The members of the new Appropriations Committee were briefed Thursday on the budget challenges the state still faces for both the current budget, which ends in June, and the budget for the next two years, which the committee will need to create.

Finance Commissioner Kirsten Figueroa told the lawmakers the loss of tax revenue has not been as severe as projected, in large part because of federal aid over the past nine months. Figueroa said the full range of federal programs had provided well over $7 billion to Maine, much of it in extra unemployment benefits and the Paycheck Protection Program, both of which put dollars into the pockets of several hundred thousand Mainers.

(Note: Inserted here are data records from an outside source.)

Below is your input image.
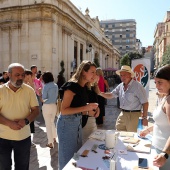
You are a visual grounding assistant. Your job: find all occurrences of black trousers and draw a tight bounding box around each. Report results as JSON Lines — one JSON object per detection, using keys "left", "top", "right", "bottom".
{"left": 96, "top": 95, "right": 105, "bottom": 125}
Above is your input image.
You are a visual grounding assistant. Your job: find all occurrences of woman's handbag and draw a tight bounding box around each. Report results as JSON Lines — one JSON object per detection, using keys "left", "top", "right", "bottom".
{"left": 56, "top": 94, "right": 62, "bottom": 117}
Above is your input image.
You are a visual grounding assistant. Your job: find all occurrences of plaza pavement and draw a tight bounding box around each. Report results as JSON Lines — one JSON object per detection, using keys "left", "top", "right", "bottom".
{"left": 26, "top": 79, "right": 157, "bottom": 170}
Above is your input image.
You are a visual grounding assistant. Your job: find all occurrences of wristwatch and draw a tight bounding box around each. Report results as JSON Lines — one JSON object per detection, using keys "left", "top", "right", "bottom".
{"left": 24, "top": 118, "right": 30, "bottom": 125}
{"left": 161, "top": 152, "right": 169, "bottom": 159}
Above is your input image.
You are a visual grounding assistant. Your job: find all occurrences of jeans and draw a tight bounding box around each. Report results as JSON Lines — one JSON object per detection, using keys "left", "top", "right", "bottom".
{"left": 0, "top": 136, "right": 31, "bottom": 170}
{"left": 57, "top": 113, "right": 82, "bottom": 170}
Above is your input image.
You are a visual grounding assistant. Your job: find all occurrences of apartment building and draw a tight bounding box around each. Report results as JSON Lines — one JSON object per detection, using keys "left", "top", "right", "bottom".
{"left": 100, "top": 19, "right": 137, "bottom": 56}
{"left": 153, "top": 11, "right": 170, "bottom": 68}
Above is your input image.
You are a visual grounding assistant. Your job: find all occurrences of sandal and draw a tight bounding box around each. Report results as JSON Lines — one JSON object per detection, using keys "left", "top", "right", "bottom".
{"left": 46, "top": 143, "right": 53, "bottom": 148}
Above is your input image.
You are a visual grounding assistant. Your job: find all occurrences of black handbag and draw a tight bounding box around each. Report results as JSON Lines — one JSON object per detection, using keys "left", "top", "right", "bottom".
{"left": 82, "top": 115, "right": 88, "bottom": 128}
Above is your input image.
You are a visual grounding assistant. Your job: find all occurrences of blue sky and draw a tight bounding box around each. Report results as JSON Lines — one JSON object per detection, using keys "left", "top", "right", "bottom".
{"left": 70, "top": 0, "right": 170, "bottom": 47}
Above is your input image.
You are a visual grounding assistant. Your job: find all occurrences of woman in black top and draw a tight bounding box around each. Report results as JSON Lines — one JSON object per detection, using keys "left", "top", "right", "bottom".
{"left": 82, "top": 80, "right": 100, "bottom": 143}
{"left": 57, "top": 60, "right": 98, "bottom": 170}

Those funds, plus direct stimulus payments, found their way into the Maine economy and spurred sales of a variety of goods and services, along with supporting personal income tax payments.

In addition, the Mills administration has been using $1.2 billion in federal CARES Act funding to pay for a range of services, a number of which have also helped the economy.

“We are in a storm,” said Figueroa, “these funds definitely helped to right the ship stay balanced during the pandemic.” 

Referring to the need for another round of federal aid, still being debated in Washington, she said the state will face new financial problems if that does not appear.

"If we (do not) have continued help from the federal government we will see that impact.”

The Governor will issue a supplemental budget request on January 8 to make adjustments in the current budget between January and June to keep it in balance. At the same time, Gov. Mills is scheduled to release her proposed new budget for the next two years. Lawmakers were told current projections show that the budget will face a $400 drop-in tax revenue from 2019, meaning the Appropriations Committee will need to make some hard choices about cuts, tax increases, and use of savings.

“We will use all the tools in our toolbox to make sure we keep programs and essential services as whole as possible, and that we keep our bond rating and economic stability that have been hard-earned that we keep that in place,” said Sen. Cathy Breen (D-Falmouth), the co-chair of the committee.

The committee, she said, is also hopeful of a new round of federal aid, but that is not expected to solve the revenue problems for the new budget.